Haner, now 31, should know. As the former head of intelligence collection at a counterterrorism department in a Turkish police department, he saw the PKK as a group of “baby killers and crazy people,” responsible for killing civilians and law enforcement officers. The 40-year battle between the PKK and Turkish police has cost 40,000 lives. “My goal was to kill these guys,” he says. “I had nothing in my mind regarding peace. Many of my friends lost their lives because of PKK terrorism.”

When Haner won a Fulbright scholarship to study criminology at the University of Cincinnati in 2009, the Turkish police wanted him to come back with the latest thinking and tactics to better counteract the PKK.

But his conversations with Koçer transformed him.

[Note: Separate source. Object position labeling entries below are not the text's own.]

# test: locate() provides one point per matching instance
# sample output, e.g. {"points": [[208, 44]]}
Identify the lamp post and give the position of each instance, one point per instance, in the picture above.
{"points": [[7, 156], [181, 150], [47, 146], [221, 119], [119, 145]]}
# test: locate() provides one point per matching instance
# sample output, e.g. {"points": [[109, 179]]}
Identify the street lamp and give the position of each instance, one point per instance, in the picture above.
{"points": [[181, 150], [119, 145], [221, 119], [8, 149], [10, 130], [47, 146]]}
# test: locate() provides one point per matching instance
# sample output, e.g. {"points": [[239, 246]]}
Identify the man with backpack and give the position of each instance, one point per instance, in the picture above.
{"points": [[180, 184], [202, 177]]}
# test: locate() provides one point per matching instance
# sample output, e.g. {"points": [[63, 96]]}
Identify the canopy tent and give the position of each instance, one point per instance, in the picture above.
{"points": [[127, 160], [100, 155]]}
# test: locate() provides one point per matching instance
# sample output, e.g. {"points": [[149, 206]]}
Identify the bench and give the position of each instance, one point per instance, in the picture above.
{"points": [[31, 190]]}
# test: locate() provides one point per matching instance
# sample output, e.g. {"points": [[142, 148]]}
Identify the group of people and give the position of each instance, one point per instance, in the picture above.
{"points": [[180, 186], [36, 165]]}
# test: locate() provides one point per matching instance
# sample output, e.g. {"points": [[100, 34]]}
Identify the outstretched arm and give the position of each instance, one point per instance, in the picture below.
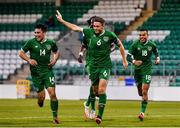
{"points": [[67, 24], [54, 59], [122, 51], [23, 55]]}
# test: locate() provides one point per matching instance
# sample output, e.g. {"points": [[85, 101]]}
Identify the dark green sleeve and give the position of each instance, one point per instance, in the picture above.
{"points": [[130, 55], [27, 46], [54, 46], [85, 42]]}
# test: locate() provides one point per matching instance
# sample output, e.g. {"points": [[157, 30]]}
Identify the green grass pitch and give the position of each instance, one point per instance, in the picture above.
{"points": [[26, 113]]}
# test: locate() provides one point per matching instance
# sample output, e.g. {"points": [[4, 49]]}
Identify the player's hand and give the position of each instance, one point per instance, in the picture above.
{"points": [[137, 62], [52, 63], [80, 59], [59, 16], [125, 64], [33, 62], [157, 61]]}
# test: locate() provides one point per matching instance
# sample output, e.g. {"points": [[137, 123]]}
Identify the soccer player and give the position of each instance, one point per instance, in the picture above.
{"points": [[99, 48], [41, 63], [91, 98], [139, 55]]}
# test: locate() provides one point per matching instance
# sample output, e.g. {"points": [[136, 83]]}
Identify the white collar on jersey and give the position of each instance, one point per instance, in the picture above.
{"points": [[146, 42], [43, 40], [102, 33]]}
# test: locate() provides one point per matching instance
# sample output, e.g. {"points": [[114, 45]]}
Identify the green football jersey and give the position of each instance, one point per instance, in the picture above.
{"points": [[84, 43], [143, 52], [99, 47], [41, 52]]}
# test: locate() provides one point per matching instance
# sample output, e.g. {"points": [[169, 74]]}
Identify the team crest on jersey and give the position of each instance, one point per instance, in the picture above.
{"points": [[48, 47], [149, 48], [105, 38], [99, 42]]}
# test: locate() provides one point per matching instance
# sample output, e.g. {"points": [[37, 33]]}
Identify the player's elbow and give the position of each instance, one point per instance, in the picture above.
{"points": [[20, 53]]}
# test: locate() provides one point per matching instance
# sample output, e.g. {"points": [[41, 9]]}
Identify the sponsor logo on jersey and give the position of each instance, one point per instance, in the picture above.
{"points": [[48, 47], [99, 42], [105, 38], [149, 48]]}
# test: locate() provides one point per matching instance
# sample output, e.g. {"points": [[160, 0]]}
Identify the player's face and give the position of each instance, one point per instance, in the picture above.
{"points": [[143, 36], [98, 27], [39, 34]]}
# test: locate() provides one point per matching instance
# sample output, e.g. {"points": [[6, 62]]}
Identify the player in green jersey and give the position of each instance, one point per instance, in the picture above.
{"points": [[41, 63], [139, 55], [99, 48], [91, 98]]}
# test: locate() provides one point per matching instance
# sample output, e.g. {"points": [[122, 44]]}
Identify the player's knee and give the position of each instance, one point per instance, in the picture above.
{"points": [[101, 91], [144, 93], [53, 97]]}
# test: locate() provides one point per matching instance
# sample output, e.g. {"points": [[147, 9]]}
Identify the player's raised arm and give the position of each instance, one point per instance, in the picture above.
{"points": [[67, 24], [122, 51]]}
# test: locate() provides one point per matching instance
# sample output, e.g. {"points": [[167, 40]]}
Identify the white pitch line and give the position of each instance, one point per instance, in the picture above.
{"points": [[75, 116]]}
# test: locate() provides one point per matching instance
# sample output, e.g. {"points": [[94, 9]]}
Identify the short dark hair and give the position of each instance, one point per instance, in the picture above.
{"points": [[99, 19], [41, 26], [143, 29], [90, 20]]}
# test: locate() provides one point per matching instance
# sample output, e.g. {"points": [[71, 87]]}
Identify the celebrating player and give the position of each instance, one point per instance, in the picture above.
{"points": [[139, 55], [41, 63], [99, 48]]}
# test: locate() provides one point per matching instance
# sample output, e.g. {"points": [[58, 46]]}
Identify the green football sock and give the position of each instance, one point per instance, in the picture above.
{"points": [[102, 103], [89, 97], [54, 107], [92, 100], [143, 106]]}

“Everything changed,” he says. [“My interviews] created empathy. Deniz got into terrorism because of the violence he experienced during his childhood. The key factor that led him to join the PKK was the feeling of injustice and resentment caused by the agents of the Turkish state. He had no psychological, mental or personality disorder. He had positive traits of moral conviction, commitment to others and physical courage. He wanted to protect his people. The Kurds just want their freedom, to speak their own language, to have public services in Kurdish, to live as human beings. If I was a Kurd, I would act the same.”

Military retaliation against a terrorist fighting for freedom will never work, he says. Force only creates more fighters.

“The only way to disarm [such] enemies is to talk to them, to understand what they want,” he says. (Haner notes that his research does not apply to all ISIS terrorists, many of whom have other motivations, such as religious fanaticism; listening to such people won’t change their motivation or behavior, he says.)

This conclusion, that the Kurds are not an inferior ethnic group of violence-prone individuals, is anathema to the Turkish government and the Turkish people, who, Haner says, read only what the government-controlled press allows them to read. Haner hopes his book reaches Turkish law enforcement and the public, but decades of hatred, revenge and the use of the Kurdish conflict by politicians to gain votes mean it will be a long struggle. After the book is published, Haner says he will not be able to safely return to Turkey.

For now, Haner is teaching courses in intelligence and terrorism at USF Sarasota-Manatee (his courses are among some of the most popular on campus), and he encourages his students to seek internships in Washington, D.C., with the CIA and FBI. He’s also done training and education programs for various European Union countries. “I want to be part of the solution,” he says.